Журналистика – это одна из общественно значимых сфер (к коим относится и политика), где дипломы фактически служат разрешением говорить, уменьшая шансы тех, у кого их нет, найти работу и остаться в этой сфере. Способности без диплома теряют в цене, а способность приобретать дипломы в большинстве случаев зависит от семейного благосостояния23.

Эту историю можно повторять и применительно к другим профессиям – от медсестер и учителей рисования до физиотерапевтов и консультантов по вопросам внешней политики. Почти в каждой сфере деятельности, раньше считавшейся искусством, которому лучше учиться на практике, теперь требуется формальная профессиональная подготовка и сертификат о завершении обучения.

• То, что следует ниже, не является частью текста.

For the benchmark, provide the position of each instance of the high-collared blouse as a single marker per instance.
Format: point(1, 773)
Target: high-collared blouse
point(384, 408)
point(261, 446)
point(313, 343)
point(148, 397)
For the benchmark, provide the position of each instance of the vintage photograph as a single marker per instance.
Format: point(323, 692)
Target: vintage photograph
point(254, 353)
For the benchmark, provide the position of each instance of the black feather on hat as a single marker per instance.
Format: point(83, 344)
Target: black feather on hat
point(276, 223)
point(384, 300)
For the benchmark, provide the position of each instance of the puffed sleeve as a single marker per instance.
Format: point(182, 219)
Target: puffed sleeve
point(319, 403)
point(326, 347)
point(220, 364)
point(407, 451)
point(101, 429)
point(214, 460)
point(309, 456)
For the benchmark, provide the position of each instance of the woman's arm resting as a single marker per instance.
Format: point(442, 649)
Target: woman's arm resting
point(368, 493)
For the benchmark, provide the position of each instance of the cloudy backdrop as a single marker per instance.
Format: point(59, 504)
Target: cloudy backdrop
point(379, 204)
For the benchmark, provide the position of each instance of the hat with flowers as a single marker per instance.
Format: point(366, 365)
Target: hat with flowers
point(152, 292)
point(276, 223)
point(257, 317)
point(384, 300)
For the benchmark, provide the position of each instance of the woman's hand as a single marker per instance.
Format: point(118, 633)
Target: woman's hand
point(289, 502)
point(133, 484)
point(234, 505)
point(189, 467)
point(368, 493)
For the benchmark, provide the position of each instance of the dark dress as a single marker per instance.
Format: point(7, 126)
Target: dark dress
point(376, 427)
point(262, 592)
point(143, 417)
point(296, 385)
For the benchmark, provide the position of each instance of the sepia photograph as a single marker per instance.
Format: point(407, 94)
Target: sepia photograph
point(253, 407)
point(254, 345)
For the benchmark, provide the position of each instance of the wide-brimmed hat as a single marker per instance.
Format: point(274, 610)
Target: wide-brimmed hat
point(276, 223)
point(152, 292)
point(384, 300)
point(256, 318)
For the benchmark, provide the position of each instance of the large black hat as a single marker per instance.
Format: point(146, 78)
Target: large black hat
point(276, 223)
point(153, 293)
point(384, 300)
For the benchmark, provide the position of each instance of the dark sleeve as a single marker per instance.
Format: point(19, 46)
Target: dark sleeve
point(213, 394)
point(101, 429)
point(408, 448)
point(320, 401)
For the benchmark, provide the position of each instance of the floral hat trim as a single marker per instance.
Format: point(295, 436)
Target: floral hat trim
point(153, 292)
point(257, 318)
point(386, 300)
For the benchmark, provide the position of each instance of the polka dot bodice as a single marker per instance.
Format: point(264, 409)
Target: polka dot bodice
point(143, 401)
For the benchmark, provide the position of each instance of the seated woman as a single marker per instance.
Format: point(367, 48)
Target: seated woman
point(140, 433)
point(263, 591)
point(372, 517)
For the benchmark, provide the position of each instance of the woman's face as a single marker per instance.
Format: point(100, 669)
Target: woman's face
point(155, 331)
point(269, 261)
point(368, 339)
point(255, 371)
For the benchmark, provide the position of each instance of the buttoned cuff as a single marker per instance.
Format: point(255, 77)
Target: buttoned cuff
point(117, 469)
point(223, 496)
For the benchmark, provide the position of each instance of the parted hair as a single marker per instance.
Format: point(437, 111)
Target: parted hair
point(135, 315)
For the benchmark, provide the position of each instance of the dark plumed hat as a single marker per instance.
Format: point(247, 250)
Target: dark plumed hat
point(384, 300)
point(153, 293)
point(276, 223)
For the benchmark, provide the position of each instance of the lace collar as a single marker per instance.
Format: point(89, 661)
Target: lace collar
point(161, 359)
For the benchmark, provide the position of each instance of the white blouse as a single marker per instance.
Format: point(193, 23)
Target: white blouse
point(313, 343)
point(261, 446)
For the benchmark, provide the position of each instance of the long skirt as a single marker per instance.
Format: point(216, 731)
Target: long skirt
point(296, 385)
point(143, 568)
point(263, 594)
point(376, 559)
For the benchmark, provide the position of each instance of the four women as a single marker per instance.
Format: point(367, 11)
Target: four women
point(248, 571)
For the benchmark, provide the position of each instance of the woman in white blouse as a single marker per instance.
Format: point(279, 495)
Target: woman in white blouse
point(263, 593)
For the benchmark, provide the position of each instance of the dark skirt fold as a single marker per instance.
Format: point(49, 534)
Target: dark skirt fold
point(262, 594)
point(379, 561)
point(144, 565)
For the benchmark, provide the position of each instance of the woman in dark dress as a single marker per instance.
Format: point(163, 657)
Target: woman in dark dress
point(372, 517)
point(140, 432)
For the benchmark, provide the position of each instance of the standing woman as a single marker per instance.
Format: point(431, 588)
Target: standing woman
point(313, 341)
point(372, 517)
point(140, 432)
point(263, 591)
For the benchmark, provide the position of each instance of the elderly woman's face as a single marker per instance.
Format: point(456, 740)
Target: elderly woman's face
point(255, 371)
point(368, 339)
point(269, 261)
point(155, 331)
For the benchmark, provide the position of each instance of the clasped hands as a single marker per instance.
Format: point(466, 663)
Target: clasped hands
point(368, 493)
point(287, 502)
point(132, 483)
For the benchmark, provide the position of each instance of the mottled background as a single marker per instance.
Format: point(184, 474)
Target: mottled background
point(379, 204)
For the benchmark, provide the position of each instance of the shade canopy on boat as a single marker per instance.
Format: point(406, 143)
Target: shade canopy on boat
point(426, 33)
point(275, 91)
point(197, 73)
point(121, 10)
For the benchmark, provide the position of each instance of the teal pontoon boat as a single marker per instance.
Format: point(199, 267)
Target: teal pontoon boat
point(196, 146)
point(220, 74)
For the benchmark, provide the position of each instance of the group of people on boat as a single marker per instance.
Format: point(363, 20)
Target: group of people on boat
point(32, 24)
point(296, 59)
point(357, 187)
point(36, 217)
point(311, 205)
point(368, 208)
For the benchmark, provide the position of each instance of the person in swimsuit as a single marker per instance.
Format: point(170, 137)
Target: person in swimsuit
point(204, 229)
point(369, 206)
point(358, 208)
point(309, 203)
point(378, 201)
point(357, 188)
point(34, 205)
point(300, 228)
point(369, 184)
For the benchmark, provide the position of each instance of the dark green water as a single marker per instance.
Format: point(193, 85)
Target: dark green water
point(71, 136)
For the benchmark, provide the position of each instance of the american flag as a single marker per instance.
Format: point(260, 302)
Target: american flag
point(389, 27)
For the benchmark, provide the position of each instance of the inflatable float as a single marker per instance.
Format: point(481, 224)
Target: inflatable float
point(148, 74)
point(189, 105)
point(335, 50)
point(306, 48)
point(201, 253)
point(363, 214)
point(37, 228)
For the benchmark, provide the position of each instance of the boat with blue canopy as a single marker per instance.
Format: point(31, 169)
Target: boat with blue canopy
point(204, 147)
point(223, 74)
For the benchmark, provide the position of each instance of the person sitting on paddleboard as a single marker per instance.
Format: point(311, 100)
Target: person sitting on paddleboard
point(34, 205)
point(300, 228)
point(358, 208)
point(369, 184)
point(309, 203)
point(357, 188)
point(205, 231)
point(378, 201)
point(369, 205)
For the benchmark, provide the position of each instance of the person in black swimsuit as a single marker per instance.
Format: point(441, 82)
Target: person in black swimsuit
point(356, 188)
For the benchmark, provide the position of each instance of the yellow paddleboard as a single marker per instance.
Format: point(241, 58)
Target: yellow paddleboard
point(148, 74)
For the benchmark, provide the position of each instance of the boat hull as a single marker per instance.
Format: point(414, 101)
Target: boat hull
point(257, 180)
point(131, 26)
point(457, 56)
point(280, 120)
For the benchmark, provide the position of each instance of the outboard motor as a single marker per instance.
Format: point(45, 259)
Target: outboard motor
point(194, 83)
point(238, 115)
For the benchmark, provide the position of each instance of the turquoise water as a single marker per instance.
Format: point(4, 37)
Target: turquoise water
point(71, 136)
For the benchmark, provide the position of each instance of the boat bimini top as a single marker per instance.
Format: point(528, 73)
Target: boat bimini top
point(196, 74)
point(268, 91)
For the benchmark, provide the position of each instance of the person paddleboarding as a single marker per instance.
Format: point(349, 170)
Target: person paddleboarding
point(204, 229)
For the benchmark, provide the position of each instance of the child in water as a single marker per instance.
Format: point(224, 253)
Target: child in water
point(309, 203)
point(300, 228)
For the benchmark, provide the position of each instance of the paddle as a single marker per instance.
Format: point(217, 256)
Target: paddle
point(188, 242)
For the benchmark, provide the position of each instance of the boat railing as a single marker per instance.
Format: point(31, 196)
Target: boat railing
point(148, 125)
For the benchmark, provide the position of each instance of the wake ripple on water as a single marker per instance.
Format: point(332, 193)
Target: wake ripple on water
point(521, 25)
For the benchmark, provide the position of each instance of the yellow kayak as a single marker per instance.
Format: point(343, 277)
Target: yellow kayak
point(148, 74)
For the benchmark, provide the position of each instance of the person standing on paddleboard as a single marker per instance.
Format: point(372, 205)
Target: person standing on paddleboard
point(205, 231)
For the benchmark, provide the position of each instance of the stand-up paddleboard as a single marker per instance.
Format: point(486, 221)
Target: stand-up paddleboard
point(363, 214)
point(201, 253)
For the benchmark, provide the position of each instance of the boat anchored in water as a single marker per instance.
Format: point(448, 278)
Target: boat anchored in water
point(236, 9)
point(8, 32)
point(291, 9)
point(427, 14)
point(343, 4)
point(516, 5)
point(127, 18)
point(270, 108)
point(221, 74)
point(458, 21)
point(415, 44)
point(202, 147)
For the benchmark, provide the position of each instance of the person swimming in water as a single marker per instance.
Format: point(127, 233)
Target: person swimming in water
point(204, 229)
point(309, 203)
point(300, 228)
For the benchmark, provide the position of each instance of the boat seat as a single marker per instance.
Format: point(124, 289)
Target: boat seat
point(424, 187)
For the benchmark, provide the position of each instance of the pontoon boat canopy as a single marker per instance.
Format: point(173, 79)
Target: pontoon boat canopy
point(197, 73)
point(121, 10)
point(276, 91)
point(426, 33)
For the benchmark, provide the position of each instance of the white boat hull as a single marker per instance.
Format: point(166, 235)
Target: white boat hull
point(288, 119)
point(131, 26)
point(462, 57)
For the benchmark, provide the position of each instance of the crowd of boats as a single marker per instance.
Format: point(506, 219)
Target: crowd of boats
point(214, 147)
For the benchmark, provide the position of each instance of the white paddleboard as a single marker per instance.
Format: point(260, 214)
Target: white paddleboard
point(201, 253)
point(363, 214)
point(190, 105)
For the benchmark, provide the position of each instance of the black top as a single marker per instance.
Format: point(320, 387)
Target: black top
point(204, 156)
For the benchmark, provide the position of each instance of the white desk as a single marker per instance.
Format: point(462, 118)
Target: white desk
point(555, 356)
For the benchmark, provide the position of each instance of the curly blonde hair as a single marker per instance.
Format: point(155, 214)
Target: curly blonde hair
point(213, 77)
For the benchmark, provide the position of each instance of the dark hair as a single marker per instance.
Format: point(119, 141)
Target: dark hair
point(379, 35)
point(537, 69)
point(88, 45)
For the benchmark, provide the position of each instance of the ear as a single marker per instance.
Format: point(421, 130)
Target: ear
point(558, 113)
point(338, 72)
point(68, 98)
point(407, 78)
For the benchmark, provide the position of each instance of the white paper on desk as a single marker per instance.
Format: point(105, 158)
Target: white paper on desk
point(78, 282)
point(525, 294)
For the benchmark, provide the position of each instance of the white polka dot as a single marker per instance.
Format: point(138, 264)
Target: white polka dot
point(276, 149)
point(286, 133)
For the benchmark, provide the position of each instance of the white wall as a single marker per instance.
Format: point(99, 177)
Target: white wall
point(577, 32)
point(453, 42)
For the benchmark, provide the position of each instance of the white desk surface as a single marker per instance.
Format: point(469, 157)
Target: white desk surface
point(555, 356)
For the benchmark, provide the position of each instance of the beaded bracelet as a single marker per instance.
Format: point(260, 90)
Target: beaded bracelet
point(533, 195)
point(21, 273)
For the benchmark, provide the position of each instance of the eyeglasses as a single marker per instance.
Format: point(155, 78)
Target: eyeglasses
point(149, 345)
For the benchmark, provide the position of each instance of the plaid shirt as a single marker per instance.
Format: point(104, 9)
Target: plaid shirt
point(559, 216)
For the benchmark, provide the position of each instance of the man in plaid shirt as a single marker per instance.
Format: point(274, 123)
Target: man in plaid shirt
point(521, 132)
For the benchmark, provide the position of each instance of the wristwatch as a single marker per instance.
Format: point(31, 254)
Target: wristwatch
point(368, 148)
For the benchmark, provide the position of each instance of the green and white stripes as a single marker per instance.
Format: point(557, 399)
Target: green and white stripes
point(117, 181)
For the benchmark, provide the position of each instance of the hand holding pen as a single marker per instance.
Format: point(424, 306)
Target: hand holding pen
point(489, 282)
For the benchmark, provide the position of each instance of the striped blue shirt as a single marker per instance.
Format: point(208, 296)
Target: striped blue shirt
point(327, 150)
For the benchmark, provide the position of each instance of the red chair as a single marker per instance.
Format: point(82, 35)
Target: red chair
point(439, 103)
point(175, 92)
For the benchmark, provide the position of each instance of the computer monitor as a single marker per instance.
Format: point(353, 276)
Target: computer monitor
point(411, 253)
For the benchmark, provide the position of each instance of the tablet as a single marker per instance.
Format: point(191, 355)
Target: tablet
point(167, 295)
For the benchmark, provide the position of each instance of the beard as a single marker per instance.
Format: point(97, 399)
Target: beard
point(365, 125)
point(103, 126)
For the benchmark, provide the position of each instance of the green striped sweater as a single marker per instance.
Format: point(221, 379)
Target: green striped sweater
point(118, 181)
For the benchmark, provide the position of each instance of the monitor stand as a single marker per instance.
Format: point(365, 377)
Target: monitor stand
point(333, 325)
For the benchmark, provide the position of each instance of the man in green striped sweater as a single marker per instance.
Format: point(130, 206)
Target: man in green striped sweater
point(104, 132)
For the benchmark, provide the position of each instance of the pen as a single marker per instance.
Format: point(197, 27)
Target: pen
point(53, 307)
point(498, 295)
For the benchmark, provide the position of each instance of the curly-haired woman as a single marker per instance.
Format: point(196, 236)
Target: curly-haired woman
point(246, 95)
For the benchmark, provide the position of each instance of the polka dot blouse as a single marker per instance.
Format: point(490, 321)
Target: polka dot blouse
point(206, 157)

К тому же это происходит в равной степени и в частном секторе, и в государственном, поскольку, как мы уже отмечали, в бюрократических вопросах это различение утратило всякий смысл. Хотя эти меры навязываются – как и все бюрократические меры – под предлогом создания честных, безличных механизмов в областях, где раньше господствовали закрытые от других знания и социальные связи, зачастую они приводят к противоположному результату. Как знает всякий, кто учился в аспирантуре, именно дети профессионалов и менеджеров, которые благодаря семейным ресурсам меньше прочих нуждаются в финансовой поддержке, лучше разбираются в мире бумажной волокиты и потому скорее получают эту поддержку24. Для всех остальных главным результатом многолетней профессиональной подготовки становится то, что они обременены такими колоссальными долгами за обучение, что значительная доля любого последующего дохода, что они получат от своей профессиональной деятельности, каждый месяц будет выкачиваться финансовым сектором. В некоторых случаях эти новые требования к подготовке можно охарактеризовать лишь как откровенное мошенничество, например, когда кредиторы и разработчики программ подготовки совместно требуют от правительства, чтобы, скажем, все фармацевты отныне сдавали какой-нибудь дополнительный квалификационный экзамен, что вынуждает тысячи людей, уже занимающихся этой профессией, посещать вечернюю школу, в которой, как эти фармацевты прекрасно понимают, многие смогут учиться при условии, что возьмут кредиты на обучение под высокий процент25. Поступая так, кредиторы законодательно закрепляют свое право на присвоение значительной части последующих доходов фармацевтов26.

Последнее может показаться крайностью, но это в какой-то степени образцовый пример слияния государственной и частной власти в условиях нового финансового режима. Корпоративные доходы в Америке все чаще обеспечиваются вовсе не торговлей или промышленностью, а финансами – то есть в итоге долгами других людей. Эти долги не возникают случайно. В значительной степени они проектируются, причем именно этим слиянием государственной и частной власти. Корпоративизация образования; вытекающее из нее раздувание стоимости обучения, поскольку предполагается, что студенты должны платить за гигантские футбольные стадионы и тому подобные проекты, лелеемые доверительными управляющими, или оплачивать возрастающие зарплаты университетских сотрудников, которых становится все больше; растущий спрос на дипломы, служащие сертификатом для поступления на работу, которая обещает доступ к уровню жизни среднего класса; вытекающий из этого рост уровня задолженности – все это образует единую цепь. Одним из следствий всех этих долгов становится то, что правительство превращается в главный механизм извлечения корпоративных доходов (просто представьте, что произойдет, если кто-нибудь попытается не выплачивать долг за обучение: в действие вступит весь правовой аппарат, угрожая арестом имущества и зарплаты и наложением дополнительных многотысячных штрафов). Другое следствие – это то, что самих должников вынуждают все больше бюрократизировать свою жизнь, которую нужно организовывать так, как если бы они сами были маленькими корпорациями: рассчитывая издержки и доходы и постоянно пытаясь сбалансировать счета.